David Sarel : Les interférences entre le monde judiciaire et la F1 – Partie II
Affaires et F1 font-elles bon ménage ? Après une saison 2007 qui mit l’espionnage en exergue, l’avocat-pilote David Sarel répond aux questions du journaliste Sébastien Ménier...
Pour lire la première partie : C’est juste ici !
Sébastien Ménier : L’affaire Bertrand Gachot fut en effet ridicule, un vrai scandale judiciaire. Mais les faits n’avaient aucun rapport avec la pratique du métier de pilote. Des pilotes furent-ils inquiétés dans le cadre de l’exercice de leur profession ?
David Sarel : " Le grand Fangio se trouva au centre d’une affaire d’enlèvement pas très claire. Le 23 février 1958, lors du deuxième Grand Prix de F1 de Cuba, le coureur argentin fut enlevé à son hôtel par des membres d’un commando révolutionnaire cubain aux ordres de Castro. Quel meilleur moyen de faire parler de soi dans le monde entier que d’enlever le pilote le plus célèbre du monde ? Fangio sera séquestré 26 heures puis libéré devant l’ambassade d’Argentine. Ses ravisseurs le traitèrent très bien. Dans cette affaire évidemment, Fangio était la victime. "
Sébastien Ménier : Des accidents ont-ils donné lieu à des enquêtes pénales ?

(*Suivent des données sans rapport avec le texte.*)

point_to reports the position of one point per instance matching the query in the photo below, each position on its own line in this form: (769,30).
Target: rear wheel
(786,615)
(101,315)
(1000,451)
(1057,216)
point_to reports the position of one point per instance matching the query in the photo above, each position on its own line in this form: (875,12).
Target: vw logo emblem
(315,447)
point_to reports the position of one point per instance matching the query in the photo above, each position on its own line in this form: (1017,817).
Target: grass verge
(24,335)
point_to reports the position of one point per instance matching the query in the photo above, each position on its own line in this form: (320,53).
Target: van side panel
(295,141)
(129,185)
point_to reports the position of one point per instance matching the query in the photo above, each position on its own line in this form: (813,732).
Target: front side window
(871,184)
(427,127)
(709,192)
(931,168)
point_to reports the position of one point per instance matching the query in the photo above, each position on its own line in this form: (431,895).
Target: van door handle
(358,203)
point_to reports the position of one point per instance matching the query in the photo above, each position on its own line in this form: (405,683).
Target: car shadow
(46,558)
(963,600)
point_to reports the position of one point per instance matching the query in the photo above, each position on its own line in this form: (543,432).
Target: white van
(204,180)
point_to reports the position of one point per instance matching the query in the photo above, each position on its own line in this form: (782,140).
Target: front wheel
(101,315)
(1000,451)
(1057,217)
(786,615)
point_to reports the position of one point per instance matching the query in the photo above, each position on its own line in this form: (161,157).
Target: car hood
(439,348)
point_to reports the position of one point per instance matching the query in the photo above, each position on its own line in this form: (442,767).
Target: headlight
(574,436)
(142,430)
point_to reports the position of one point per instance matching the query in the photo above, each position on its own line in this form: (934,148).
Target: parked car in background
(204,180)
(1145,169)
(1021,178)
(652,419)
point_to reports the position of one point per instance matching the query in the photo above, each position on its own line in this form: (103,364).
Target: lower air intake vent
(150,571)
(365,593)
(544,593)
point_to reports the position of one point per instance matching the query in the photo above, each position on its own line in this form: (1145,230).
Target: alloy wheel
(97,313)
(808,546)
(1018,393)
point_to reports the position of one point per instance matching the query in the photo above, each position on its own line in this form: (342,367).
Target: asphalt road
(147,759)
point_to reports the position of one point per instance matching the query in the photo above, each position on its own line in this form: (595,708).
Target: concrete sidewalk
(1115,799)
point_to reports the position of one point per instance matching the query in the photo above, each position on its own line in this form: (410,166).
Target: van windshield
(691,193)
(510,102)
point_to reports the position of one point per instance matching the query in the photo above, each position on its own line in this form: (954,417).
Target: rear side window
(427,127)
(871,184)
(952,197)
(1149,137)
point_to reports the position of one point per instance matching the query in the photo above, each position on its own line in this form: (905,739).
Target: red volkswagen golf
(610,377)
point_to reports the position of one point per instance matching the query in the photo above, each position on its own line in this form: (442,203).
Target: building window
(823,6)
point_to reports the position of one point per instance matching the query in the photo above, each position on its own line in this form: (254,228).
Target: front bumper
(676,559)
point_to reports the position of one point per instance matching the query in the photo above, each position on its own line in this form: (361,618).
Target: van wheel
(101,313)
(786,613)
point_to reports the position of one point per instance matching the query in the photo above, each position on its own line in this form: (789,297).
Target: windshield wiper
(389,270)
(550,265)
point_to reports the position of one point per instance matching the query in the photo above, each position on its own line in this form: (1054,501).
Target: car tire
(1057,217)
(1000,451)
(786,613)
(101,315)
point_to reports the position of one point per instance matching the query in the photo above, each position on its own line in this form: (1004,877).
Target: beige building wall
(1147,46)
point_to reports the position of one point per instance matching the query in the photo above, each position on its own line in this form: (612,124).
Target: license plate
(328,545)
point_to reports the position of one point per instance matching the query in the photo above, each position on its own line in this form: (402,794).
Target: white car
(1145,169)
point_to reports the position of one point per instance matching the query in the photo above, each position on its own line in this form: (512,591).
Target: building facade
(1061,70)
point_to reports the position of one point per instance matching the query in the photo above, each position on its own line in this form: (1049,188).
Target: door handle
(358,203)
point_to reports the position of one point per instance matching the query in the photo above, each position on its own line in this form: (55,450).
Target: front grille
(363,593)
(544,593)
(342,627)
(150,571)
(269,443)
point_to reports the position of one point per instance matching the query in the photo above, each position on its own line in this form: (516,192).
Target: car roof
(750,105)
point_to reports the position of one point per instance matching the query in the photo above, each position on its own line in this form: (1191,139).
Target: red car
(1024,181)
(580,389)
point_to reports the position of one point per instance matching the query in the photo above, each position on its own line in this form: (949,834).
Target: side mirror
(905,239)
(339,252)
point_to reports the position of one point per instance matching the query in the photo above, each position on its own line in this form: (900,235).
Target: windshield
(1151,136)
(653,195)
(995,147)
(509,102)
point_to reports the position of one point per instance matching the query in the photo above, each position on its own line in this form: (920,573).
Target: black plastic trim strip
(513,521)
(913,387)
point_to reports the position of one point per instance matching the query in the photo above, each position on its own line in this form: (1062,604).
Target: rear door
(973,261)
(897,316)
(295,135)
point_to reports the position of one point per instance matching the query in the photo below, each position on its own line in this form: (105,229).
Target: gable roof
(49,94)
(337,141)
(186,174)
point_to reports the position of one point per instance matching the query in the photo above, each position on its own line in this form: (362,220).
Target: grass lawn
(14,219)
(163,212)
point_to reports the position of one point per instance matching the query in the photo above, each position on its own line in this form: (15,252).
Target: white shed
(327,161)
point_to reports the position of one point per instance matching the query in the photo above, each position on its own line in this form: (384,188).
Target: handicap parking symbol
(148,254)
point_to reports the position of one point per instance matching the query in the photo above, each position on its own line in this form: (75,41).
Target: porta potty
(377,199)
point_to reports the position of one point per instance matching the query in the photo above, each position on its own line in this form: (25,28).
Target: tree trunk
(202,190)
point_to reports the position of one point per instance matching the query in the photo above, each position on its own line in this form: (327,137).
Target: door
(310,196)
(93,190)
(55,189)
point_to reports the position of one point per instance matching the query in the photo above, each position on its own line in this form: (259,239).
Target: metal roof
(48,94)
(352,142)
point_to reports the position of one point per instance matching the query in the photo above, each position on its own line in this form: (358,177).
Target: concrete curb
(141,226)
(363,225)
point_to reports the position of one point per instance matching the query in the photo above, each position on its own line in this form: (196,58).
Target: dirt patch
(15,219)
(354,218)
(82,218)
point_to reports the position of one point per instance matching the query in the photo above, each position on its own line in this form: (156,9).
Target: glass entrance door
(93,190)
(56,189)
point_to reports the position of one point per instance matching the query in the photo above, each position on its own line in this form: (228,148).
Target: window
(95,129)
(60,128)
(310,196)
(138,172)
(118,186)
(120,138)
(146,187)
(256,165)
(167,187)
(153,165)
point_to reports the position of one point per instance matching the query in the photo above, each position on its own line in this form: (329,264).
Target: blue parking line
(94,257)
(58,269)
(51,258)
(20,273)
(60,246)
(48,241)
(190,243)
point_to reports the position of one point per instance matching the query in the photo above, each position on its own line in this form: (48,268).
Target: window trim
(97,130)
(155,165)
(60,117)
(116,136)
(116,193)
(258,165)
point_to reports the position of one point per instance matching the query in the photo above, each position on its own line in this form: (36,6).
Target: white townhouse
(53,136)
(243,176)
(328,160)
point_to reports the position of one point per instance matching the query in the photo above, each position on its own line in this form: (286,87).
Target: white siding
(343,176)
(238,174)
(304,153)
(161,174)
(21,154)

David Sarel : " Oui, notamment celui d’Ayrton Senna qui s’est conclu par des acquittements après une procédure très longue. Quatre causes pouvaient être à la source de l’accident : La rupture de la colonne de direction, un débris sur la piste, un malaise d’Ayrton qui restait parfois très longtemps en apnée et une faute de pilotage. Damon Hill fut sans doute le seul à considérer la quatrième hypothèse vraisemblable. En vérité, la rupture de la colonne de direction parut la thèse la plus probable. Mais dans l’état de l’épave de la Williams après le choc, les experts n’ont rien pu démontrer. Je ne crois pas que la justice pouvait raisonnablement rendre une autre décision. "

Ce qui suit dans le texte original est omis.